Fulham - After The Storm!

This wonderful week the weather was our greatest teacher and the children, our greatest inspiration.

What better way to understand a world of changing weather than to get your hands right into it? We launched the week with water play and not the splashing-around kind (though there was plenty of that too!). This was purposeful, investigative, deeply satisfying play. Children tested what happened when water met soil, poured water through pipes, blocked those pipes, and worked out exactly how much force was needed to push dry leaves through. They were assessing cause and effect in a way that felt almost instinctive: profound, really, for such small scientists.

Tuesday brought us an exciting (and a bit scary) thunderstorm. We safely evacuated our camp and went to explore the secret rooms of Fulham Palace. We found ourselves transported back in time, exploring which foods were served when the Bishop lived in the Palace, and pretended to write our names using feather quill pens. Holding hands, moving quietly through the museum, mindful of where we were and what had come before us. It was history through feeling, and it was wonderful.

After the storm came a day of pure, buzzing energy: music, dancing, mud volcanoes, dinosaurs, animal footprints, and storytelling about the birds in our camp, all woven into an unstoppable day. We also kept one hopeful eye on the horizon, watching for a rainbow that the sky kept promising but never quite delivered, which just means we have something magical still to look forward to. 
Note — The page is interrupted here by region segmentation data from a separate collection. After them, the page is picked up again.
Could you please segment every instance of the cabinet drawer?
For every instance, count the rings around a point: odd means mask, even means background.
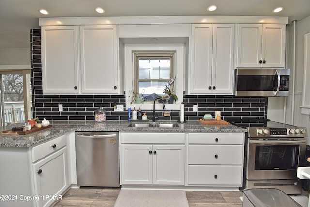
[[[191,133],[190,144],[243,144],[244,133]]]
[[[190,166],[188,184],[242,185],[242,166]]]
[[[122,133],[121,143],[136,144],[185,144],[183,133]]]
[[[33,147],[32,162],[35,162],[46,155],[56,152],[66,145],[66,135],[63,135]]]
[[[242,145],[190,145],[188,164],[202,165],[241,165]]]

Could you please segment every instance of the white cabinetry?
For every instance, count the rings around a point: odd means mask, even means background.
[[[184,185],[184,133],[121,133],[122,185]]]
[[[284,67],[286,25],[238,25],[237,67]]]
[[[78,93],[79,59],[76,26],[41,28],[44,93]]]
[[[188,185],[242,185],[244,133],[189,133]]]
[[[190,94],[232,94],[233,24],[192,25]]]
[[[116,27],[41,28],[45,94],[119,92]]]
[[[30,148],[0,147],[0,182],[5,187],[0,194],[17,196],[0,200],[1,207],[50,206],[70,185],[65,135]]]

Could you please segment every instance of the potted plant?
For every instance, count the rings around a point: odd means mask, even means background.
[[[158,96],[164,101],[168,102],[169,104],[173,104],[174,100],[178,100],[178,96],[174,93],[174,91],[171,90],[167,85],[165,85],[165,88],[163,91],[165,95]]]

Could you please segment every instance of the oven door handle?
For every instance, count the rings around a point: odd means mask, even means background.
[[[287,141],[266,141],[261,140],[250,140],[250,143],[266,144],[266,145],[283,145],[283,144],[303,144],[306,143],[306,140],[294,140]]]

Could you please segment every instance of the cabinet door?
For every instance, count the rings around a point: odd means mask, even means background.
[[[82,93],[119,92],[116,27],[80,28]]]
[[[261,67],[262,24],[238,25],[237,67]]]
[[[153,183],[152,149],[151,145],[121,145],[122,184]]]
[[[210,93],[212,84],[213,25],[194,24],[192,26],[189,92]]]
[[[65,147],[33,164],[35,195],[44,198],[37,201],[38,207],[50,206],[69,187],[66,150]]]
[[[286,27],[285,25],[263,25],[262,67],[284,67]]]
[[[184,145],[153,146],[153,184],[184,185]]]
[[[233,93],[234,24],[213,25],[211,93]]]
[[[41,28],[44,93],[78,93],[77,27]]]

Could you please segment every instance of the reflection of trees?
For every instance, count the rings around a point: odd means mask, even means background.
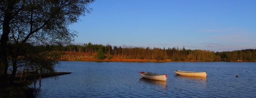
[[[11,83],[19,67],[34,66],[46,72],[54,70],[54,53],[35,46],[74,41],[76,32],[68,26],[76,22],[79,16],[90,13],[88,5],[93,1],[1,0],[0,84],[7,82],[9,65],[12,66],[8,80]]]

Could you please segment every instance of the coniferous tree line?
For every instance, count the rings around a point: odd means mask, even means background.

Through all the weather, all the adventure and all the big feelings, some things stayed beautifully constant. Our mud kitchen was reimagined all week long: repurposed as a drum station, used for careful measurement and bubbling with creativity. Our reading corner stood like a wise old friend, always welcoming, always there. This week's book “After the Storm” felt almost written for us, perfectly reflecting everything we were living through.

What a week it has been, full of sudden changes, quiet courage, and the kind of joy that catches you off guard. The children showed us, again and again, that resilience isn't something you sit still and learn. It grows from mud and music, from thunderstorms and sharing shells, from feather pens and bare feet on grass.